A note on Kentucky Mule and Twitter’s Scala compiler announcement

At the top Hawk Hill, and in the middle of my after-work bike ride last Friday, a friend of mine observed “Greg, you seem to have much more fun riding today”. Undeniably, Twitter’s announcement that builds on ideas I explored in Kentucky Mule made my week.

There’s a real thrill in watching a fresh concept graduating from being an uncommon interest of one person to becoming a project other people want to work on.

Kentucky Mule’s checkpoint

In December 2016 I wrote a summary of what I learnt of exploring the limits of Scala’s typechecking speed. In the post I described a prototype that I built to validate my ideas for an alternative architecture for the Scala compiler that is focused on parallelism of the typechecking phase. Twitter’s announcement brought up my experiments to much wider audience and I noticed some confusion in comments online what Kentucky Mule means.

I drew a picture to give an overview of the overall architecture and point at the piece I researched in Kentucky Mule:

Kentucky Mule’s role in typechecking Scala, I left out the dependency arrows between phases for clarity

For comparison, in the current scalac implementation all these little boxes are arranged in one long sequence that is really slow to run.

The original idea behind massively parallel architecture is to carefully break down typechecking process into two major phases:

  1. symbol table computation (method/class signature typechecking)
  2. method bodies typechecking

Symbol table is the global resource that, once available, makes it trivial to parallelize the second phase.

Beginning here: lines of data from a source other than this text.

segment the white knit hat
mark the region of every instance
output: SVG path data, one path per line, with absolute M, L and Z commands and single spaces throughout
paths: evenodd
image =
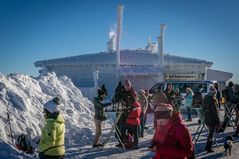
M 50 113 L 55 113 L 60 111 L 59 104 L 57 104 L 53 100 L 49 100 L 48 102 L 46 102 L 44 104 L 44 109 L 46 109 Z

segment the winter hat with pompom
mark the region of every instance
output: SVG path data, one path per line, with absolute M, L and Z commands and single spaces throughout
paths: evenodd
M 59 112 L 60 104 L 61 104 L 61 98 L 55 97 L 44 104 L 44 109 L 47 110 L 49 113 Z

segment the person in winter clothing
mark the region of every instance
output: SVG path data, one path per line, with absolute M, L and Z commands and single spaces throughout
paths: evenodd
M 202 107 L 202 101 L 203 101 L 202 85 L 200 84 L 198 86 L 197 90 L 194 92 L 192 106 L 194 108 L 201 108 Z
M 108 95 L 107 89 L 105 88 L 104 84 L 101 86 L 101 90 L 105 92 L 106 96 Z
M 97 91 L 98 96 L 94 98 L 94 108 L 95 108 L 95 139 L 93 141 L 93 148 L 102 146 L 99 143 L 100 136 L 102 133 L 102 121 L 106 120 L 106 114 L 104 112 L 104 107 L 111 105 L 111 103 L 103 103 L 106 93 L 105 91 L 98 89 Z
M 175 92 L 173 90 L 173 85 L 171 83 L 169 83 L 167 85 L 167 89 L 164 91 L 164 94 L 166 95 L 166 97 L 168 99 L 168 104 L 173 105 L 173 99 L 175 97 Z
M 187 111 L 188 111 L 188 119 L 187 121 L 192 121 L 192 117 L 191 117 L 191 108 L 192 108 L 192 102 L 193 102 L 193 91 L 191 90 L 191 88 L 187 87 L 186 88 L 186 95 L 185 95 L 185 106 L 187 107 Z
M 122 97 L 120 99 L 121 100 L 120 102 L 123 103 L 123 107 L 128 108 L 130 106 L 128 99 L 130 99 L 132 97 L 132 98 L 135 98 L 135 100 L 136 100 L 137 95 L 136 95 L 134 88 L 131 85 L 131 82 L 129 80 L 124 81 L 124 89 L 122 89 L 122 90 L 123 90 L 123 92 L 122 92 Z M 119 119 L 119 122 L 117 123 L 120 133 L 123 135 L 126 134 L 126 132 L 125 132 L 126 118 L 127 118 L 127 115 L 125 113 L 123 113 Z M 124 138 L 124 136 L 122 136 L 122 138 Z M 121 143 L 118 143 L 116 146 L 121 147 L 122 145 L 121 145 Z
M 125 92 L 125 88 L 124 86 L 122 85 L 121 82 L 118 82 L 118 85 L 115 89 L 115 94 L 114 94 L 114 97 L 113 97 L 113 103 L 119 103 L 120 100 L 122 99 L 123 95 L 124 95 L 124 92 Z
M 170 104 L 156 108 L 157 127 L 153 136 L 153 159 L 187 159 L 193 154 L 192 137 L 178 112 Z
M 217 82 L 214 82 L 213 83 L 215 89 L 217 90 L 217 94 L 216 94 L 216 97 L 217 97 L 217 102 L 218 102 L 218 109 L 220 110 L 221 109 L 221 92 L 219 91 L 219 84 Z
M 125 80 L 124 88 L 125 88 L 126 96 L 132 96 L 132 97 L 136 98 L 137 95 L 136 95 L 134 88 L 129 80 Z
M 225 111 L 225 113 L 224 113 L 224 121 L 223 121 L 220 129 L 218 130 L 218 133 L 224 132 L 226 127 L 230 124 L 229 123 L 230 119 L 228 117 L 229 116 L 228 113 L 231 113 L 231 112 L 228 112 L 226 110 L 229 110 L 230 107 L 232 107 L 233 104 L 234 104 L 233 103 L 233 86 L 234 86 L 233 82 L 230 81 L 228 83 L 226 89 L 225 89 L 225 91 L 226 91 L 226 94 L 225 94 L 226 95 L 225 96 L 226 103 L 224 104 L 224 107 L 225 107 L 225 109 L 224 109 L 224 111 Z
M 146 118 L 146 111 L 148 109 L 148 99 L 145 96 L 145 91 L 141 89 L 138 93 L 138 102 L 141 105 L 142 112 L 140 115 L 140 136 L 144 137 L 144 126 L 145 126 L 145 118 Z
M 39 142 L 40 159 L 62 159 L 65 155 L 65 121 L 59 110 L 60 104 L 59 97 L 44 104 L 46 125 Z
M 183 99 L 184 99 L 184 97 L 179 92 L 179 89 L 176 88 L 175 89 L 175 98 L 173 100 L 173 109 L 174 109 L 174 111 L 179 112 L 180 106 L 181 106 L 181 103 L 182 103 Z
M 213 85 L 209 86 L 209 92 L 203 99 L 203 110 L 205 113 L 205 124 L 209 129 L 205 150 L 210 153 L 212 150 L 213 134 L 220 124 L 218 115 L 217 90 Z
M 161 87 L 158 87 L 157 92 L 153 95 L 152 99 L 153 99 L 154 110 L 161 103 L 167 103 L 168 102 L 168 99 L 167 99 L 166 95 L 163 93 L 163 90 L 162 90 Z M 154 128 L 156 128 L 155 113 L 154 113 Z
M 141 105 L 135 100 L 134 97 L 129 97 L 129 106 L 126 108 L 127 119 L 126 119 L 126 129 L 131 136 L 134 137 L 133 145 L 129 148 L 138 148 L 139 134 L 138 127 L 140 125 L 140 114 L 142 111 Z M 125 131 L 124 131 L 125 132 Z M 125 134 L 126 136 L 126 134 Z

Furthermore, the symbol table computation (phase 1) would be also parallelized internally in a lock-free fashion thanks to an explicit tracking of dependencies between entries in the symbol table. The dependency information allows for batch scheduling of method signature typechecking with a guarantee that all other information in a partially computed symbol table is available already. If you’re curious about the details, check my previous posts and notes in the Kentucky Mule repository.

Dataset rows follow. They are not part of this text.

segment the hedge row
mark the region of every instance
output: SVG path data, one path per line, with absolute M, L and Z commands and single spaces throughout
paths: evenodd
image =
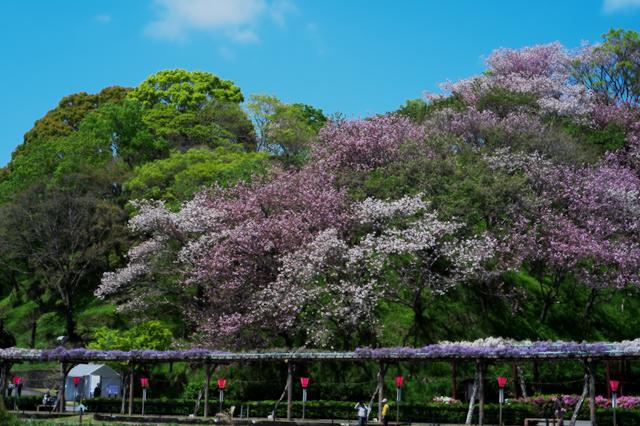
M 150 399 L 145 403 L 145 412 L 149 414 L 160 415 L 189 415 L 193 414 L 195 400 L 188 399 Z M 120 400 L 97 398 L 88 400 L 86 405 L 92 412 L 103 413 L 119 413 Z M 215 400 L 210 402 L 211 410 L 217 411 L 218 403 Z M 275 401 L 225 401 L 225 407 L 235 405 L 236 416 L 240 414 L 240 405 L 249 406 L 251 417 L 267 417 L 271 414 Z M 139 413 L 141 411 L 141 402 L 139 399 L 134 400 L 133 411 Z M 466 404 L 403 404 L 400 407 L 400 420 L 404 422 L 428 422 L 428 423 L 464 423 L 467 416 Z M 245 408 L 246 409 L 246 408 Z M 200 405 L 202 414 L 203 404 Z M 278 406 L 277 417 L 286 417 L 286 402 L 282 402 Z M 531 404 L 513 403 L 503 406 L 502 417 L 505 424 L 521 425 L 524 419 L 530 417 L 551 417 L 550 409 L 539 408 Z M 292 406 L 292 414 L 296 418 L 302 417 L 302 403 L 294 401 Z M 355 418 L 354 403 L 343 401 L 309 401 L 306 404 L 305 417 L 308 419 L 354 419 Z M 391 406 L 392 418 L 395 418 L 395 406 Z M 374 411 L 373 416 L 376 415 Z M 610 409 L 598 409 L 598 422 L 600 424 L 612 424 L 612 411 Z M 485 405 L 485 422 L 498 423 L 499 406 L 497 404 Z M 473 421 L 477 421 L 478 408 L 474 410 Z M 580 412 L 580 419 L 587 420 L 589 418 L 588 405 L 583 406 Z M 640 410 L 618 410 L 617 418 L 619 424 L 625 426 L 640 426 Z
M 7 406 L 13 406 L 12 400 L 7 400 Z M 20 410 L 35 410 L 40 404 L 40 397 L 24 396 L 18 399 L 18 407 Z M 235 405 L 235 415 L 240 415 L 240 406 L 250 407 L 251 417 L 266 418 L 271 414 L 275 401 L 225 401 L 225 407 Z M 84 401 L 88 410 L 98 413 L 119 413 L 121 400 L 118 398 L 94 398 Z M 181 415 L 187 416 L 193 414 L 196 401 L 193 399 L 149 399 L 145 402 L 145 413 L 158 415 Z M 210 401 L 212 411 L 218 410 L 218 402 Z M 305 409 L 305 417 L 309 419 L 355 419 L 354 403 L 343 401 L 308 401 Z M 203 404 L 200 404 L 199 415 L 202 415 Z M 400 406 L 400 420 L 404 422 L 426 422 L 426 423 L 464 423 L 467 416 L 466 404 L 402 404 Z M 134 399 L 133 411 L 141 412 L 140 399 Z M 246 409 L 246 408 L 245 408 Z M 545 412 L 546 411 L 546 412 Z M 302 403 L 294 401 L 292 406 L 293 416 L 302 417 Z M 499 406 L 497 404 L 485 405 L 485 422 L 489 424 L 498 423 Z M 284 418 L 287 415 L 287 404 L 283 401 L 278 406 L 277 417 Z M 540 408 L 532 404 L 511 403 L 503 406 L 502 417 L 505 424 L 521 425 L 524 419 L 530 417 L 550 417 L 550 408 Z M 377 412 L 374 409 L 372 417 Z M 395 419 L 395 406 L 391 404 L 391 416 Z M 613 412 L 611 409 L 598 409 L 597 420 L 600 424 L 613 424 Z M 587 420 L 589 418 L 589 407 L 587 404 L 583 406 L 580 412 L 580 419 Z M 477 422 L 478 408 L 474 410 L 473 421 Z M 625 426 L 640 426 L 640 410 L 618 410 L 618 424 Z

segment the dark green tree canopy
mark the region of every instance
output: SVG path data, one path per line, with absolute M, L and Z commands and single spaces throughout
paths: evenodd
M 212 100 L 244 101 L 240 88 L 230 80 L 202 71 L 181 69 L 160 71 L 143 81 L 128 97 L 145 108 L 158 104 L 170 105 L 179 111 L 204 108 Z
M 102 105 L 118 103 L 130 89 L 112 86 L 95 95 L 80 92 L 62 98 L 57 107 L 35 122 L 33 128 L 24 135 L 24 144 L 33 140 L 46 140 L 67 136 L 80 128 L 80 122 L 91 111 Z M 20 151 L 20 147 L 16 153 Z M 15 154 L 14 154 L 15 155 Z

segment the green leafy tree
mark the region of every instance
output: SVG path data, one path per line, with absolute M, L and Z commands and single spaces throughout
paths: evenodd
M 168 158 L 143 164 L 126 184 L 132 199 L 164 200 L 173 206 L 190 199 L 201 187 L 229 186 L 263 173 L 269 156 L 243 152 L 238 145 L 173 152 Z
M 1 247 L 8 250 L 2 258 L 28 265 L 31 285 L 57 296 L 72 341 L 79 339 L 75 315 L 83 290 L 122 257 L 126 214 L 113 198 L 110 179 L 67 175 L 59 186 L 30 188 L 0 211 Z
M 252 95 L 248 104 L 258 132 L 258 149 L 283 158 L 285 165 L 299 164 L 327 122 L 320 109 L 305 104 L 285 104 L 270 95 Z
M 103 105 L 118 103 L 130 89 L 120 86 L 107 87 L 95 95 L 75 93 L 62 98 L 57 107 L 37 120 L 24 135 L 24 146 L 34 140 L 49 140 L 67 136 L 80 128 L 80 123 L 91 111 Z M 20 148 L 16 153 L 20 152 Z
M 640 34 L 612 29 L 574 62 L 576 79 L 605 102 L 640 103 Z
M 244 101 L 240 88 L 232 81 L 208 72 L 181 69 L 157 72 L 133 89 L 128 97 L 141 102 L 145 108 L 165 104 L 179 111 L 202 109 L 214 99 Z
M 171 330 L 160 321 L 146 321 L 128 330 L 115 330 L 100 327 L 94 333 L 94 340 L 89 343 L 91 349 L 122 350 L 155 349 L 167 350 L 173 342 Z

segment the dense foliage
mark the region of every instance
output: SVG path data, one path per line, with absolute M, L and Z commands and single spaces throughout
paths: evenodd
M 498 49 L 360 120 L 184 70 L 65 97 L 0 175 L 5 328 L 120 350 L 148 320 L 172 334 L 149 348 L 635 338 L 639 58 L 624 30 Z
M 485 333 L 429 326 L 457 298 L 469 316 L 499 315 L 491 299 L 516 316 L 538 310 L 526 330 L 485 329 L 506 337 L 606 336 L 595 317 L 640 284 L 640 133 L 637 68 L 600 71 L 632 68 L 639 46 L 614 31 L 578 51 L 499 49 L 448 95 L 329 122 L 299 167 L 203 190 L 177 212 L 138 203 L 129 226 L 145 240 L 96 294 L 125 310 L 170 295 L 194 337 L 223 346 Z M 268 96 L 250 109 L 259 143 L 285 158 L 281 123 L 316 115 Z M 553 325 L 562 309 L 582 320 L 570 333 Z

The critical assumption in this architecture is that symbol table computation can be effectively parallelized. In other words, all arrows between boxes in the “symbol table” phase could be computed ahead of time. This is a very non-obvious premise because the problem appears to be circular at first glance: for parallelizing signature typechecking one needs dependency information and the dependency information is available only once typechecking is fully done.

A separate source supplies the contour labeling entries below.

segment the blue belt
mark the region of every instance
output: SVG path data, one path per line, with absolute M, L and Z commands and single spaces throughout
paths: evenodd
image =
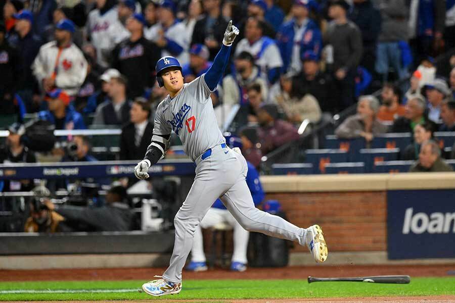
M 224 148 L 224 147 L 226 147 L 226 143 L 222 143 L 221 144 L 221 147 Z M 202 154 L 202 156 L 201 156 L 201 160 L 203 160 L 206 159 L 208 157 L 210 157 L 210 156 L 211 155 L 212 155 L 212 149 L 209 148 L 208 149 L 207 149 L 207 150 L 204 152 L 204 154 Z

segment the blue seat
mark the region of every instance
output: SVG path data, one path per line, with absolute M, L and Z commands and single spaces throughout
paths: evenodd
M 396 160 L 399 153 L 399 148 L 362 148 L 359 159 L 365 163 L 366 171 L 370 173 L 376 163 Z
M 358 155 L 358 152 L 365 148 L 366 142 L 363 138 L 341 139 L 335 135 L 326 136 L 325 148 L 332 149 L 343 149 L 348 153 L 348 160 L 354 161 Z
M 441 148 L 451 147 L 455 142 L 455 132 L 437 131 L 434 133 L 434 136 Z
M 274 175 L 311 175 L 314 173 L 310 163 L 286 163 L 272 165 Z
M 342 162 L 326 164 L 327 174 L 363 174 L 365 164 L 363 162 Z
M 307 149 L 305 162 L 311 163 L 314 173 L 325 174 L 326 163 L 347 162 L 348 153 L 343 149 Z
M 404 149 L 413 141 L 411 133 L 390 133 L 375 136 L 372 148 L 400 148 Z
M 374 173 L 406 173 L 415 161 L 384 161 L 377 162 Z

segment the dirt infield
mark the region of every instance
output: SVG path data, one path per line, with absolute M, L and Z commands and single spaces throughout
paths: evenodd
M 128 300 L 128 303 L 445 303 L 455 301 L 455 296 L 421 297 L 377 297 L 324 299 L 259 299 L 254 300 Z M 19 303 L 19 301 L 10 303 Z M 61 301 L 33 301 L 35 303 L 56 303 Z M 71 301 L 71 303 L 86 303 L 86 301 Z M 118 301 L 97 301 L 97 303 L 116 303 Z
M 161 274 L 164 268 L 115 268 L 0 270 L 0 281 L 46 280 L 147 280 Z M 185 279 L 305 279 L 313 277 L 343 277 L 408 275 L 411 277 L 443 277 L 455 270 L 455 264 L 434 266 L 307 266 L 279 268 L 248 268 L 233 272 L 223 269 L 193 273 L 184 272 Z

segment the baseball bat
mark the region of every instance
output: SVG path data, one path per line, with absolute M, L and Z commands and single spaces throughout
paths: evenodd
M 356 278 L 314 278 L 308 277 L 308 283 L 313 282 L 366 282 L 369 283 L 408 284 L 411 282 L 409 276 L 375 276 Z

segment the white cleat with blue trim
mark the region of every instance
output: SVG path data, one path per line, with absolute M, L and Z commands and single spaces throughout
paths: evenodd
M 329 250 L 321 226 L 312 225 L 307 228 L 306 240 L 306 246 L 316 262 L 322 263 L 327 260 Z
M 173 283 L 166 281 L 161 276 L 155 277 L 160 279 L 148 282 L 142 285 L 142 289 L 148 294 L 160 296 L 165 294 L 175 294 L 181 290 L 181 283 Z

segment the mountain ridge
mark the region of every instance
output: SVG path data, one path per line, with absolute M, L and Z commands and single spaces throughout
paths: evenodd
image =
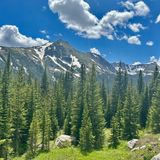
M 104 79 L 113 77 L 119 67 L 119 63 L 117 62 L 110 63 L 96 53 L 81 52 L 63 40 L 27 48 L 0 46 L 1 68 L 4 67 L 8 53 L 11 53 L 13 70 L 16 71 L 20 66 L 23 66 L 26 74 L 31 73 L 38 79 L 41 77 L 45 65 L 53 80 L 62 72 L 70 70 L 71 66 L 73 67 L 75 77 L 79 77 L 82 63 L 86 65 L 87 70 L 90 70 L 94 63 L 98 75 Z M 143 71 L 144 76 L 151 76 L 156 65 L 158 65 L 156 62 L 146 64 L 126 64 L 121 62 L 122 69 L 127 71 L 130 76 L 136 76 L 140 70 Z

To break that cycle, I came up with the notion of outline types that approximate real types in a carefully chosen fashion that allows for dependency extraction. Here’s the caveat: outline types must be orders of magnitude cheaper to compute than regular types to be useful as a vehicle for structuring real typechecking in a highly parallel manner.

The work I’ve done in Kentucky Mule is to explore the limits of how quickly I can compute outline types. I decided to cap my exploration at 15 days of deeply focused work. The capped time was enough for me to gain the confidence that the architecture I was considering didn’t have any obvious design flaws. And the performance numbers I observed exceeded my expectations.

Kentucky Mule’s design principles

Going into prototyping the outline types computation, I knew I had to be unusually thoughtful and disciplined in how I conducted my experiments and explored the design space. Compilers are known to be notoriously hard to understand the performance of. And I was about to explore fresh ideas.

Before I wrote any code, I came up with four design principles driving the development of Kentucky Mule:

  1. Transparent pricing
  2. Only the paranoid survive
  3. It’s a voyage
  4. Loss aversion driven development

I described what each one of them means in the README of the project.

The fourth principle is probably the most interesting one because it informed my decision to select a subset of language features I’m going to support at each step of prototyping.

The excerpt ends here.